Неоднократно пеняли Вы мне во время Вашего знакомства за желание печататься, со всеми доводами к пеням и с самыми Вашими пенями я всегда согласен. Но одно лишь возражение имею: если я пишу, — в конце концов, я утверждаю, что имею право писать, тем самым, заявляю, что мое творчество (конечно, может быть, это только «творчество» — этого я знать не могу) кому-то нужно, — и обратно: говоря, что мое творчество кому-то нужно, говорю, что имею право писать. Так: но неизменно всегда приду к алканию читателя, ко взысканию его, ибо я не писатель; если никто меня не читает, если нет читателя, который меня сотворит, который меня в моей лирике утвердит. Тогда, значит, я не писатель, тоща, значит, не имею права писать. Писание «для себя», поскольку оно выполнимо, есть безумное в себе самоутверждение. — Все эти рассуждения, может мне кто-либо возразить, очень хороши, но одно дело какой-либо писатель, другое дело я. И тут весь вопрос в том: осмелюсь ли я себя признать писателем. И я, с бесконечным количеством поводов (между прочим, я думаю про себя, что я не поэт, а только стихотворец), это делаю. И сделав это, я уже не могу отрекаться от печати.

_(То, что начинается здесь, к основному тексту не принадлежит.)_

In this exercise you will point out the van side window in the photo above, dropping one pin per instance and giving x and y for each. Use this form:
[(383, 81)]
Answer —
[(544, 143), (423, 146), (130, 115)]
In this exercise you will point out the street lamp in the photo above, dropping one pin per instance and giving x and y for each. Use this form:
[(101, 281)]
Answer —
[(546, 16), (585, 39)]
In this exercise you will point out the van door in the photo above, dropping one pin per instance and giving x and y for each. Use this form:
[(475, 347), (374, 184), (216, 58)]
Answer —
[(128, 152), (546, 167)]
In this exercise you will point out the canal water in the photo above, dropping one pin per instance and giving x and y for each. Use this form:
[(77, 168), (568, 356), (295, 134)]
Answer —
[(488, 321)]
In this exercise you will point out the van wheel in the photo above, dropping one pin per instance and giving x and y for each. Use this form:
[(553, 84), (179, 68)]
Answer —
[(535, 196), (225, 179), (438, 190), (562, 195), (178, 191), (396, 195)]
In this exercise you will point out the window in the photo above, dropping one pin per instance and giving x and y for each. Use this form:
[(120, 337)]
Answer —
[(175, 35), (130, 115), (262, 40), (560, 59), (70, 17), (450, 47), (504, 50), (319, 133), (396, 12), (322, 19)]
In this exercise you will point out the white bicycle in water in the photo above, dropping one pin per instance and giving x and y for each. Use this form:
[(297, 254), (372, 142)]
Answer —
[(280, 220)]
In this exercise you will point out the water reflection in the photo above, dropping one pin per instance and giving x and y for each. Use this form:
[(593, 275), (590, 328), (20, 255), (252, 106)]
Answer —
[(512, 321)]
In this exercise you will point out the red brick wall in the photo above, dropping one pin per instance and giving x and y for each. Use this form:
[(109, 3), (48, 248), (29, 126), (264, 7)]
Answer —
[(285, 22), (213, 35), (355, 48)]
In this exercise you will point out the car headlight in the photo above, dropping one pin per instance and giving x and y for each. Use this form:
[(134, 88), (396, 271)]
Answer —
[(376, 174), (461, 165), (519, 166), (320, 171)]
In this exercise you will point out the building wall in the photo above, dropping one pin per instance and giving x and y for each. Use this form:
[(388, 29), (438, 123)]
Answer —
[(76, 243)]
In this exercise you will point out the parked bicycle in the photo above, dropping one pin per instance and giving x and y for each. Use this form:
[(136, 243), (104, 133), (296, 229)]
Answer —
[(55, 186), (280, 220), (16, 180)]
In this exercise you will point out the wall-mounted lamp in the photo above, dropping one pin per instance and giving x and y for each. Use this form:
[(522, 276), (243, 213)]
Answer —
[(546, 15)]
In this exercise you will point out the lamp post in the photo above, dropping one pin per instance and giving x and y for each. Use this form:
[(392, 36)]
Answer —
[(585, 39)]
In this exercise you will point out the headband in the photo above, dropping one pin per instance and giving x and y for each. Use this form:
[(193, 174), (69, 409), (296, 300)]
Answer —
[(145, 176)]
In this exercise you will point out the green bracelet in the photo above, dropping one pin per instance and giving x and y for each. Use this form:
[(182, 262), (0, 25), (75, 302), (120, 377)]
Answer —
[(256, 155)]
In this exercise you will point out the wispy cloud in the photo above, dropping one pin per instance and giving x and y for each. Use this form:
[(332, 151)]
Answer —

Еще нам могут возразить (как не раз уж повторяли) фразу Ломоносова — если не ошибаюсь — о Хераскове: «Жалкое твое рифмачество!»{173}, не пускаясь в критику рифмачества, отвергать его как таковое, как стишки. И стишкам противопоставлять научную какую-либо работу. И будут правы до известной степени. Но не правы потому, что грань между стишками и «работой» никто не сумеет провести. И потом, в ответ на обвинение это, могу показать груды чертежей ямба, трехдольника, χροδοι μεδοι{174}, инструментовки, строчных коэффициентов, строения образов, знаков препинания, — (весьма возможно, и недостойные) попытки мои теорий живописи и лирики. И еще мои переводы. (— Что могу, то и делаю! Другого не люблю и на каторгу бесконечную обречь себя не могу!). И поэтому думаю, что стишками (а они в моем понимании есть не стишки, стихи) смею заниматься.